Beltline put the deal together and, along with Hecate Energy, won a piece of Georgia Power’s solar portfolio. Jenkins County Commissioners approved the industrial rezoning. Hecate, out of Tennessee, will erect about 65,000 solar panels on 200 acres of Kent’s property. Georgia Power will buy the electricity from Hecate which will maintain the array and pay county taxes on the infrastructure.

The key to the deal, Kent says, is a five-acre plot of land that his father sold to the utility 50 years ago. On it sits an electric power substation in very close proximity to the future solar array.

“We already got a lot of wires going this way and that over the property,” Kent said. “That’s what the solar company was wanting.”

The criteria for a successful solar farm are pretty basic: strong sun; relatively inexpensive, flat land; proximity to a substation; low taxes; and eager local officials. Beltline and other solar developers look particularly for power lines criss-crossing the state’s Fall Line which stretches from Augusta to Macon to Columbus. Much of the sandy soil is worn out, ruined by decades of cotton production and, therefore, inexpensive.

Farmers like Chase in Oglethorpe offer up smaller, unused parcels of land. The two, five-acre solar fields on Stagecoach Road are now covered in panels. A substation sits alongside one of the fields.

“It’s something you should at least look into if you have marginal land that’s not earning any money,” said Chase, 50.

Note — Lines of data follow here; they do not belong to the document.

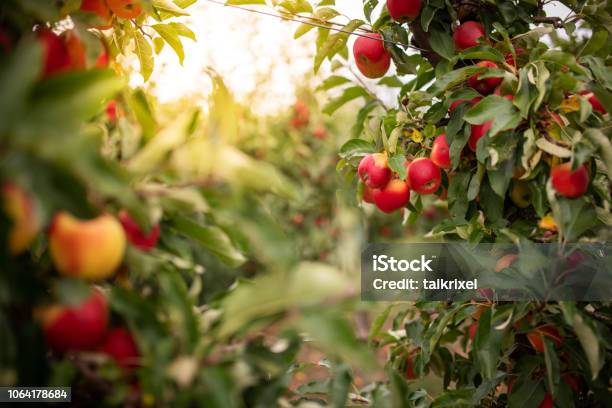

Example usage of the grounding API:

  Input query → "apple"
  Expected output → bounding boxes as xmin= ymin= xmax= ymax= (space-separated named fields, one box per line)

xmin=580 ymin=91 xmax=607 ymax=115
xmin=468 ymin=322 xmax=478 ymax=341
xmin=372 ymin=179 xmax=410 ymax=213
xmin=453 ymin=21 xmax=485 ymax=50
xmin=49 ymin=212 xmax=126 ymax=280
xmin=408 ymin=157 xmax=442 ymax=194
xmin=353 ymin=33 xmax=391 ymax=78
xmin=448 ymin=96 xmax=482 ymax=113
xmin=510 ymin=180 xmax=532 ymax=208
xmin=495 ymin=254 xmax=518 ymax=272
xmin=98 ymin=327 xmax=140 ymax=370
xmin=357 ymin=153 xmax=392 ymax=188
xmin=1 ymin=183 xmax=41 ymax=255
xmin=38 ymin=289 xmax=108 ymax=353
xmin=387 ymin=0 xmax=421 ymax=22
xmin=119 ymin=210 xmax=159 ymax=251
xmin=468 ymin=120 xmax=493 ymax=152
xmin=550 ymin=162 xmax=589 ymax=198
xmin=431 ymin=133 xmax=451 ymax=169
xmin=363 ymin=184 xmax=374 ymax=204
xmin=81 ymin=0 xmax=111 ymax=30
xmin=291 ymin=99 xmax=310 ymax=129
xmin=312 ymin=125 xmax=327 ymax=140
xmin=538 ymin=392 xmax=555 ymax=408
xmin=468 ymin=61 xmax=503 ymax=95
xmin=527 ymin=324 xmax=563 ymax=353
xmin=106 ymin=0 xmax=142 ymax=19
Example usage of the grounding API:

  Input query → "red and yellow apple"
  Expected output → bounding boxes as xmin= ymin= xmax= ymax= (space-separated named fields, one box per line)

xmin=49 ymin=212 xmax=126 ymax=280
xmin=453 ymin=21 xmax=485 ymax=50
xmin=407 ymin=157 xmax=442 ymax=194
xmin=2 ymin=183 xmax=41 ymax=255
xmin=353 ymin=33 xmax=391 ymax=78
xmin=550 ymin=162 xmax=589 ymax=198
xmin=430 ymin=133 xmax=451 ymax=169
xmin=372 ymin=179 xmax=410 ymax=213
xmin=37 ymin=289 xmax=108 ymax=353
xmin=357 ymin=153 xmax=392 ymax=188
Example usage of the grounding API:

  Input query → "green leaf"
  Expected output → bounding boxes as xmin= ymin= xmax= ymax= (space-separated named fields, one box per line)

xmin=322 ymin=86 xmax=369 ymax=115
xmin=338 ymin=139 xmax=376 ymax=159
xmin=151 ymin=24 xmax=185 ymax=65
xmin=133 ymin=30 xmax=155 ymax=81
xmin=429 ymin=29 xmax=455 ymax=60
xmin=172 ymin=216 xmax=246 ymax=267
xmin=464 ymin=95 xmax=521 ymax=137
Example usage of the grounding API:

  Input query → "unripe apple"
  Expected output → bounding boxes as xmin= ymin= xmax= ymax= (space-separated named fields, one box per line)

xmin=372 ymin=179 xmax=410 ymax=213
xmin=408 ymin=157 xmax=442 ymax=194
xmin=312 ymin=125 xmax=327 ymax=140
xmin=36 ymin=29 xmax=72 ymax=77
xmin=98 ymin=327 xmax=140 ymax=370
xmin=468 ymin=120 xmax=493 ymax=152
xmin=527 ymin=324 xmax=563 ymax=353
xmin=49 ymin=212 xmax=125 ymax=280
xmin=119 ymin=210 xmax=159 ymax=251
xmin=387 ymin=0 xmax=421 ymax=22
xmin=39 ymin=289 xmax=108 ymax=353
xmin=538 ymin=392 xmax=555 ymax=408
xmin=2 ymin=183 xmax=41 ymax=255
xmin=550 ymin=162 xmax=589 ymax=198
xmin=363 ymin=184 xmax=374 ymax=204
xmin=357 ymin=153 xmax=392 ymax=188
xmin=453 ymin=21 xmax=485 ymax=50
xmin=106 ymin=0 xmax=142 ymax=19
xmin=353 ymin=33 xmax=391 ymax=78
xmin=580 ymin=91 xmax=607 ymax=115
xmin=81 ymin=0 xmax=111 ymax=30
xmin=468 ymin=61 xmax=503 ymax=95
xmin=510 ymin=180 xmax=532 ymax=208
xmin=495 ymin=254 xmax=518 ymax=272
xmin=431 ymin=133 xmax=451 ymax=169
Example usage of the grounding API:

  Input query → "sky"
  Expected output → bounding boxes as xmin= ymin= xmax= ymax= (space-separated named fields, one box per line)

xmin=143 ymin=0 xmax=569 ymax=114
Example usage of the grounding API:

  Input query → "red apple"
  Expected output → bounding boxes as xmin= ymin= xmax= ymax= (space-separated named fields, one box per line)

xmin=357 ymin=153 xmax=392 ymax=188
xmin=580 ymin=91 xmax=607 ymax=115
xmin=468 ymin=120 xmax=493 ymax=152
xmin=40 ymin=289 xmax=108 ymax=352
xmin=453 ymin=21 xmax=485 ymax=50
xmin=468 ymin=61 xmax=503 ymax=95
xmin=98 ymin=327 xmax=140 ymax=369
xmin=353 ymin=33 xmax=391 ymax=78
xmin=431 ymin=133 xmax=451 ymax=169
xmin=119 ymin=210 xmax=159 ymax=251
xmin=550 ymin=162 xmax=589 ymax=198
xmin=387 ymin=0 xmax=421 ymax=22
xmin=408 ymin=157 xmax=442 ymax=194
xmin=372 ymin=179 xmax=410 ymax=213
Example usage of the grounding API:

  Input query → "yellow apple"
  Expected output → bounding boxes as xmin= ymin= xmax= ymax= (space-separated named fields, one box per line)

xmin=49 ymin=212 xmax=126 ymax=280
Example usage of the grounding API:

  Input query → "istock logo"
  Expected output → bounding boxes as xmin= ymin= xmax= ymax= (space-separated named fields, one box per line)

xmin=372 ymin=255 xmax=435 ymax=272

Taylor County, up the road from Oglethorpe, is fast becoming Solar Central. Commissioners and farmers have eagerly approved four large-scale solar arrays, ranging in size from 150 to 911 acres — the largest east of the Mississippi — controlled by a subsidiary of Atlanta’s Southern Company.

Other utilities own Taylor County arrays. In all, 3500 acres in the county southwest of Macon will soon be covered in photovoltaic cells, generating enough juice to power about 63,000 homes. The county leased hundreds of acres in its industrial park to the sun seekers.

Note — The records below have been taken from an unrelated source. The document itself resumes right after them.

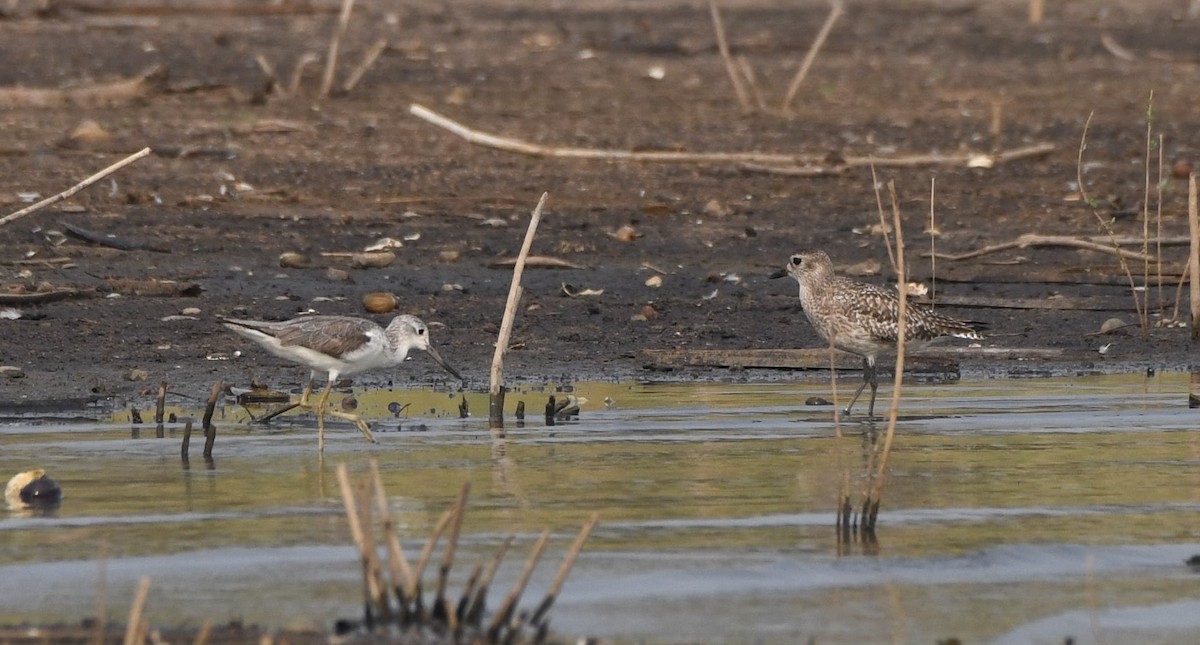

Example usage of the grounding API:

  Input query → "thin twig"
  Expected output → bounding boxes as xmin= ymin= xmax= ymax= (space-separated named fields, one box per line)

xmin=0 ymin=147 xmax=150 ymax=227
xmin=320 ymin=0 xmax=354 ymax=98
xmin=488 ymin=193 xmax=550 ymax=429
xmin=529 ymin=513 xmax=600 ymax=627
xmin=123 ymin=575 xmax=150 ymax=645
xmin=936 ymin=233 xmax=1158 ymax=263
xmin=408 ymin=103 xmax=1055 ymax=168
xmin=487 ymin=529 xmax=550 ymax=640
xmin=781 ymin=0 xmax=845 ymax=111
xmin=708 ymin=0 xmax=750 ymax=111
xmin=342 ymin=38 xmax=388 ymax=94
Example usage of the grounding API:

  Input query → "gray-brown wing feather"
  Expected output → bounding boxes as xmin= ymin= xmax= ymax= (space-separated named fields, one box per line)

xmin=834 ymin=278 xmax=982 ymax=343
xmin=226 ymin=315 xmax=378 ymax=358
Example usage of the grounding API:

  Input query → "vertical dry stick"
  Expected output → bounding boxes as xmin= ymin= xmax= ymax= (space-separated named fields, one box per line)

xmin=342 ymin=38 xmax=388 ymax=94
xmin=320 ymin=0 xmax=354 ymax=98
xmin=433 ymin=482 xmax=470 ymax=615
xmin=154 ymin=381 xmax=167 ymax=423
xmin=781 ymin=0 xmax=845 ymax=111
xmin=337 ymin=463 xmax=379 ymax=623
xmin=370 ymin=457 xmax=413 ymax=597
xmin=864 ymin=181 xmax=908 ymax=530
xmin=200 ymin=380 xmax=224 ymax=459
xmin=0 ymin=147 xmax=150 ymax=225
xmin=708 ymin=0 xmax=750 ymax=111
xmin=125 ymin=575 xmax=150 ymax=645
xmin=463 ymin=536 xmax=512 ymax=626
xmin=487 ymin=193 xmax=550 ymax=429
xmin=487 ymin=529 xmax=550 ymax=640
xmin=1030 ymin=0 xmax=1046 ymax=25
xmin=1147 ymin=133 xmax=1165 ymax=314
xmin=529 ymin=513 xmax=600 ymax=627
xmin=1188 ymin=173 xmax=1200 ymax=342
xmin=1133 ymin=90 xmax=1154 ymax=338
xmin=926 ymin=176 xmax=937 ymax=309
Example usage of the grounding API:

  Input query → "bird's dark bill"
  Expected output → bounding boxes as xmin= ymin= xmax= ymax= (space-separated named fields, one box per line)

xmin=425 ymin=346 xmax=462 ymax=381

Taylor offers some ad valorem tax breaks, but nonetheless expects property taxes and permit fees to add as much as $40 million to county coffers over the next two decades. About 2,000 temporary construction jobs are being created, backers say. It took half an hour the other day to order lunch at the Subway in Butler.

“Our school system is already trying to figure out what to do with all these resources,” said Clinton Perry Jr., a commissioner. “We’re an agricultural community that’s been waiting a long time for projects like these. We hope this will be the seed to bring about more growth for our county. We’re very excited. We feel blessed.”

Tax credits give push

Congress in 2006 kick started the nation’s solar industry with a 30 percent construction tax credit for businesses and homeowners. Georgia Power furthered the state’s renewable energy push with its Advanced Solar Initiative (ASI) approved by the Public Service Commission in 2012.

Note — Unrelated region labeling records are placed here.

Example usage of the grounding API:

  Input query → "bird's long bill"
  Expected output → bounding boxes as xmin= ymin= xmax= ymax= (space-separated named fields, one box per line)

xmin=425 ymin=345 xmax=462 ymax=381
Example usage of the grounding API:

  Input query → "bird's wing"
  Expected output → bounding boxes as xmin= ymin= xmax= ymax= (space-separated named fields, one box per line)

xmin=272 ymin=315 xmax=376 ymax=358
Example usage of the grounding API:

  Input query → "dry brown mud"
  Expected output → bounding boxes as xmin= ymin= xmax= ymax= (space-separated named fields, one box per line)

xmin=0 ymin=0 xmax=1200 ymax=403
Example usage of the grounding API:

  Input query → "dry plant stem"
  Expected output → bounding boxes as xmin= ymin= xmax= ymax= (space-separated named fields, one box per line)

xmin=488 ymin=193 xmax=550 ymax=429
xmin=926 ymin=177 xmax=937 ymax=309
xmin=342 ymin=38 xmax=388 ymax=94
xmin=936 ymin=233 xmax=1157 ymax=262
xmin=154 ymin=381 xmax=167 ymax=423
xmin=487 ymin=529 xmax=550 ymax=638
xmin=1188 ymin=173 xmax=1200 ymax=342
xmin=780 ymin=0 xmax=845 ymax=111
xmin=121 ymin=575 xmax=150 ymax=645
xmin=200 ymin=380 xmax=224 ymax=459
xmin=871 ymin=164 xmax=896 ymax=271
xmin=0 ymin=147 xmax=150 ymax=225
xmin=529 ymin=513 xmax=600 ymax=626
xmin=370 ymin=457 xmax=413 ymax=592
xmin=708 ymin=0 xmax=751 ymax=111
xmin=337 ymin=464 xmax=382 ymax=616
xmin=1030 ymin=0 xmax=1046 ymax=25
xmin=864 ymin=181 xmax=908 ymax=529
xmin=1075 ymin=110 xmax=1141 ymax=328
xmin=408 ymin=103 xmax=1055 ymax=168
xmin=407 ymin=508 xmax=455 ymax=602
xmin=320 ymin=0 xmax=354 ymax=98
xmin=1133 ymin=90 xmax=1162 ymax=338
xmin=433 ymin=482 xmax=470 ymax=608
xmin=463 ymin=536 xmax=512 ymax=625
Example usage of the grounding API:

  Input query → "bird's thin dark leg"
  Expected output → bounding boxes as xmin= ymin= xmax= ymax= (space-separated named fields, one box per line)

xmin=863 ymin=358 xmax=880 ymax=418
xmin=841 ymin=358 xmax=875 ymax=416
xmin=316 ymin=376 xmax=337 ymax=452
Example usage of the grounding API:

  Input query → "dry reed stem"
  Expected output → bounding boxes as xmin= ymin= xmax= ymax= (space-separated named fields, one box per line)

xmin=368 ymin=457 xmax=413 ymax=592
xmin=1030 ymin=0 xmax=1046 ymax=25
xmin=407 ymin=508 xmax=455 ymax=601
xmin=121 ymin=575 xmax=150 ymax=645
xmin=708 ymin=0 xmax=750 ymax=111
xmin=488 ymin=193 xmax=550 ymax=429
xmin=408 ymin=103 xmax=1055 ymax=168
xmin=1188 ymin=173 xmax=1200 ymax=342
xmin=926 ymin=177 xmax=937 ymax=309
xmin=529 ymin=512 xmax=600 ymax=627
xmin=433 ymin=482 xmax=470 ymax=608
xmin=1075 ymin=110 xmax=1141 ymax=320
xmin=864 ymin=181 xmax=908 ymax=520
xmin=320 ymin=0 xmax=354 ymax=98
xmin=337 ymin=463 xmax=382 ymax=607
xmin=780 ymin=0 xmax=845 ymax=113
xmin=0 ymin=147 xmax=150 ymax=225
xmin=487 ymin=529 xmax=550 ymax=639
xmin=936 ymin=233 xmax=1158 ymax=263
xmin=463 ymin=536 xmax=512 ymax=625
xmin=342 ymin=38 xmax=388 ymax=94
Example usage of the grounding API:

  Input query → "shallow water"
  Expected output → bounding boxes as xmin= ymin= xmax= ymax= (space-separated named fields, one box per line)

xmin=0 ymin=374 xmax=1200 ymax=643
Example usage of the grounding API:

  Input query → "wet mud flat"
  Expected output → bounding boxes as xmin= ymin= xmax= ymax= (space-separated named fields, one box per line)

The state’s largest utility committed to buy 745 megawatts of power generated by the sun. In all, 500 residential, commercial and industrial-sized projects should be on line by the end of 2016, a Georgia Power spokesman says.

The state ranked No. 20 in the total amount of solar energy created last year, Environment Georgia reports.

North Carolina generates more solar energy than all Southeastern states combined. A 35 percent state tax credit, and mandated solar energy production targets, makes the industry much more viable in the Old North State. Georgia has neither. And Georgia Power will end its solar program in 2016, about the same time Washington all but ends its tax credit program.

“We still subsidize fossil fuels, so it’s unreasonable to (limit) solar subsidies after only a couple of years,” said Environment Georgia’s Gayer.

President Obama’s Clean Power Plan, which requires states to dramatically reduce carbon pollution by 2030, could re-energize the solar industry. If so, large-scale arrays will continue to grow across South Georgia further transforming the rural economy and the landscape.

“It’ll be alright,” said Kent whose farmhouse will be surrounded on three sides by row upon row of solar panels, “but it won’t be like the cows walking out there.”